A number of issues were identified as particularly important from a theoretical point of view. Among the most prominent issues were the non-universality of the distinction between direct and indirect speech (which is central to speech reporting in European languages but underrepresented in the languages of our sample); previously unnoticed aspects of the functioning of specialized logophoric pronouns (pronouns specifically reserved for the reported speaker) in narrative discourse; and the interaction between grammatical and extra-grammatical means of marking stretches of discourse as reported speech (in particular, the use of interjections to introduce reported speech).
Several important findings emerged from the cross-linguistic comparison of speech reporting strategies used in narrative discourse.

First, our exploration of the phenomenon of logophoricity in its natural discourse environment helped us to identify a number of problems with previous characterizations of logophoric pronouns, particularly challenging the notion of the logophoric pronoun as an element of indirect discourse and the assumption that constructions with logophoric pronouns share properties with both direct and indirect speech. Our data allowed us to show that African-style logophoricity differs in important ways from phenomena related to logophoric reference in European languages, leading us to believe that African-style logophoricity is a lexical rather than a syntactic phenomenon, and is best described as part of the language-specific system of personal deixis.

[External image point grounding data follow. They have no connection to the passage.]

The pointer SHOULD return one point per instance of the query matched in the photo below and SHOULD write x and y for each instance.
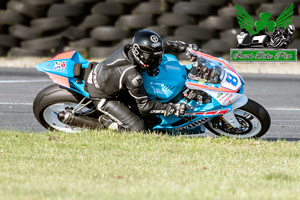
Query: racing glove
(177, 109)
(179, 46)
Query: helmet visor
(152, 59)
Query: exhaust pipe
(79, 121)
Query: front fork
(230, 117)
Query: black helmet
(147, 48)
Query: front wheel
(254, 120)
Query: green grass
(108, 165)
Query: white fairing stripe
(121, 78)
(115, 61)
(143, 97)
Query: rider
(121, 73)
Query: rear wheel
(52, 100)
(253, 118)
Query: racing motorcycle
(215, 101)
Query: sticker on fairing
(60, 65)
(231, 80)
(224, 98)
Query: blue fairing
(168, 83)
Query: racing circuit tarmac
(279, 94)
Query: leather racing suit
(119, 78)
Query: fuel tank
(167, 81)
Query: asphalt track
(279, 94)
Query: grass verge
(108, 165)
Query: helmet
(147, 48)
(291, 29)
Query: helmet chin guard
(136, 51)
(147, 49)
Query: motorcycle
(216, 102)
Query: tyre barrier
(47, 27)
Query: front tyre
(254, 120)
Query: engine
(197, 95)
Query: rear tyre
(254, 119)
(50, 101)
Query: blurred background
(96, 28)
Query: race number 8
(231, 79)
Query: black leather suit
(115, 78)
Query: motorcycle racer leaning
(121, 74)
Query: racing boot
(108, 123)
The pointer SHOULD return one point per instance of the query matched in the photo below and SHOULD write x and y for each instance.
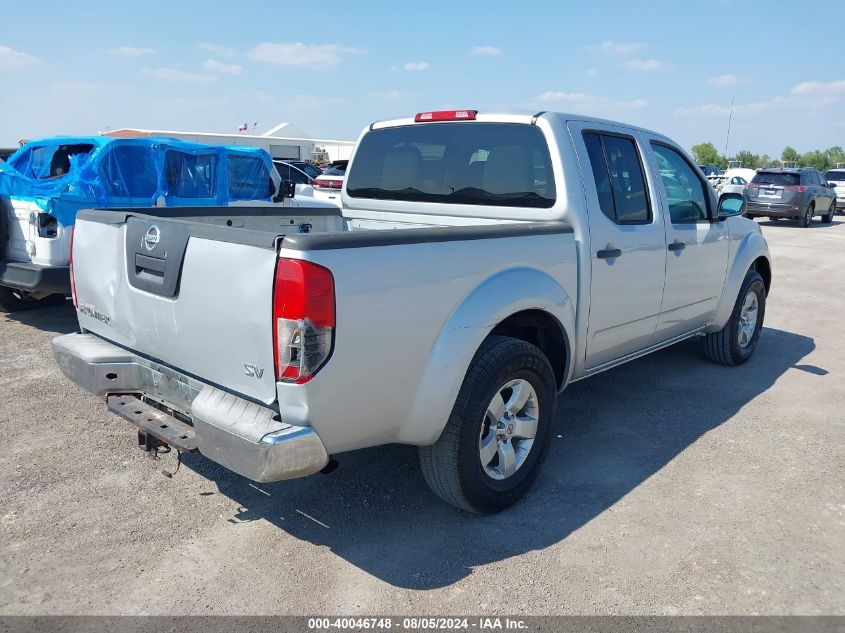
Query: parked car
(474, 271)
(797, 194)
(327, 185)
(836, 177)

Second, our data suggest that the distinction between direct and indirect speech, which is central to discourse reporting in European languages, is not universal. The principles underlying this distinction in European languages differ from those underlying the choice between reported speech constructions in other languages. In particular, the traditional notion of indirect discourse is, on closer inspection, a complex one, involving a rather peculiar combination of parameters relating to different levels of linguistic structure (such as syntactic subordination and special use of deictic elements); the different parameters often operate independently in non-European languages. This observation challenges the “continuum” view of reported speech, which assumes that across languages reported speech constructions are organized along a continuum between two extremes, conveniently instantiated in European languages by “direct” and “indirect” speech.

Finally, our annotation method allowed us to perform a systematic statistical analysis of the distributions of words and constructions within and outside of reported speech, and to establish that word classes are unevenly distributed between reported speech and other parts of the narrative. Interjections, for example, are particularly likely to appear in reported speech, while ideophones only rarely do so. Asymmetric distributions allow us to identify subtle semantic distinctions between word classes and grammatical categories. Thus, interjections may be used by narrators to signal the beginning of reported discourse in much the same way as grammatical markers such as specialized quotative markers.